Christine Godt, Christian Wagner-Ahlfs und Peter Tinnemann

Ergebnisse der öffentlich-finanzierten Forschung müssen für alle zugänglich sein

– das gilt vor allem für lebenswichtige Medikamente. Im Kern beruht dieser Grundsatz auf zwei Prinzipien: Erstens, medizinische Versorgung und das Recht auf eine gesunde Umwelt sind Menschenrechte, die dem Einzelnen einen Anspruch auf Teilhabe geben; zweitens, Forschung ist in der Medizin und in den Umweltwissenschaften in wesentlichen Teilen öffentlich finanziert, womit Ansprüche an die Ziele und die Verfügbarkeit der Ergebnisse verbunden sind. Das hier vorgestellte Lizenzmodell »Equitable Licensing« hat zum Ziel, den Zugang zu lebensnotwendigen Medikamenten zu sichern, die durch öffentliche Förderung entstanden, aber patentgeschützt sind. Es hat damit Modellcharakter für die Absicherung sozialer Ansprüche an öffentlich geförderte Forschung unter den Bedingungen des modernen, patentgeschützten Technologietransfers.
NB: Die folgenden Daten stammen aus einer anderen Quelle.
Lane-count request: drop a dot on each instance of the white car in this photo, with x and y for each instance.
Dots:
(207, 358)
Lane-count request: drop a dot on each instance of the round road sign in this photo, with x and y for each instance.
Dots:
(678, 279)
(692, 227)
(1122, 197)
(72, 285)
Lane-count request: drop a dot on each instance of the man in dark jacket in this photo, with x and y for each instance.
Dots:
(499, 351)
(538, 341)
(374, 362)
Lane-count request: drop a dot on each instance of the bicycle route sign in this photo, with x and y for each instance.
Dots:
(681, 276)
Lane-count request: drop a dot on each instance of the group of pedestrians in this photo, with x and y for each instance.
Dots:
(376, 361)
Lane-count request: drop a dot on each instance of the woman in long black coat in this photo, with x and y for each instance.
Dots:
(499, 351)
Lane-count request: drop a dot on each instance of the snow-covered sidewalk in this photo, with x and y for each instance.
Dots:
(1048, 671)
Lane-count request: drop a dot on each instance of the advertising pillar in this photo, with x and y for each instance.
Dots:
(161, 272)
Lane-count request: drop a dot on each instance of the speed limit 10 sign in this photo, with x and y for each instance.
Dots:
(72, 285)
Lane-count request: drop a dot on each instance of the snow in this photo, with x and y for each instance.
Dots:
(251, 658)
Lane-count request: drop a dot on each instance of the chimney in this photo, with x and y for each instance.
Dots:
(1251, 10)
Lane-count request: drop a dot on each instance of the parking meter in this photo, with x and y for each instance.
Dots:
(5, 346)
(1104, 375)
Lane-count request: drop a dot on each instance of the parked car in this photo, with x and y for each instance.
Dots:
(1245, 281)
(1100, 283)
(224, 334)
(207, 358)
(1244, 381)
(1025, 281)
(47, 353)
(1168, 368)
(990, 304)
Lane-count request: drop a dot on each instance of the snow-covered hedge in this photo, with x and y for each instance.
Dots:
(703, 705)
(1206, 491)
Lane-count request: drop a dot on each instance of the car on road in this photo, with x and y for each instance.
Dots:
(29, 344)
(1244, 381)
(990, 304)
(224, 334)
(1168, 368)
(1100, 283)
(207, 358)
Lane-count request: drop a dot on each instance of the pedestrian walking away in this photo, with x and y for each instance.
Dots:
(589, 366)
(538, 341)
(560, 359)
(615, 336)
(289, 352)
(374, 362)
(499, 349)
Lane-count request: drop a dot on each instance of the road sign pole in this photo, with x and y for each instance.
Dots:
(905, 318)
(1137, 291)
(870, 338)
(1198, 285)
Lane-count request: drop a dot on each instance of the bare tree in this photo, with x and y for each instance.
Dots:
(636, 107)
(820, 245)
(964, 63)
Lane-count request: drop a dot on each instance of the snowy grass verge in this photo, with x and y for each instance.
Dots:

»Equitable Licensing« (»Gerechte Lizenzen«) wurde erstmals 2001 in der Diskussion um die Versorgung Südafrikas mit AIDS-Medikamenten entwickelt (Stevens/Effort 2008). Es versetzt Forschungseinrichtungen in die Lage, aktiv auf die Entwicklung und Vermarktung ihrer Ideen Einfluss zu nehmen, und reagiert auf eine zentrale Herausforderung moderner Medizin in der globalisierten Welt: Nicht nur gibt es eine allseits beklagte Forschungslücke in Bezug auf Krankheiten, die vergleichsweise wenige Menschen, vor allem in armen Regionen der Welt, betreffen (sogenannte »vernachlässigte Krankheiten« wie Malaria, Tuberkulose, Schlafkrankheit etc.). Von größerer Bedeutung ist, dass verfügbare Arzneien für viele Patienten nicht zugänglich sind, weil es sie entweder nur zum Weltmarktpreis gibt oder weil arme Staaten von der Industrie aus Sorge vor der Rückführung in hochpreisige Märkte – wo sie die »Preise verderben« – nicht beliefert werden.

Equitable Licensing und seine Geschichte

Der Begriff »Equitable Licensing« wurde 2001 an der Universität Yale geprägt. Diese hatte dem Pharmaunternehmen Bristol-Myers Squibb (BMS) für die Nutzung ihres Patents am HIV-Wirkstoff d4T (Stavudine) eine Exklusivlizenz vergeben. d4T war bereits in den 1960er-Jahren am Detroiter Krebsforschungsinstitut als Wirkstoff gegen Krebs entwickelt worden. In den 1980ern fanden Tai-Shun Lin und William Prusoff an der Universität Yale heraus, dass der Wirkstoff gegen AIDS einsetzbar ist. Ihre Forschungen waren mit Mitteln der U.S. National Institutes of Health und von Bristol-Myers Squibb finanziert. Im Jahr 1986 meldete die Yale-Universität ein (Anwendungs-)Patent für die Therapie von HIV-Infektionen an, das ihr 1990 erteilt wurde. Die Nutzungserlaubnis gab sie jedoch exklusiv dem Unternehmen Bristol-Myers Squibb. BMS brachte 1994 das Medikament Zerit® auf den Markt. Wie damals üblich wurde das Produkt weltweit zu einem einheitlichen Preis vermarktet. Dementsprechend kostete eine Tagesdosis Zerit® im Jahr 2001 pro Patient 11,97 Euro, also 4.369,05 Euro pro Jahr – für afrikanische Patientinnen und Patienten ein unerschwinglicher Preis.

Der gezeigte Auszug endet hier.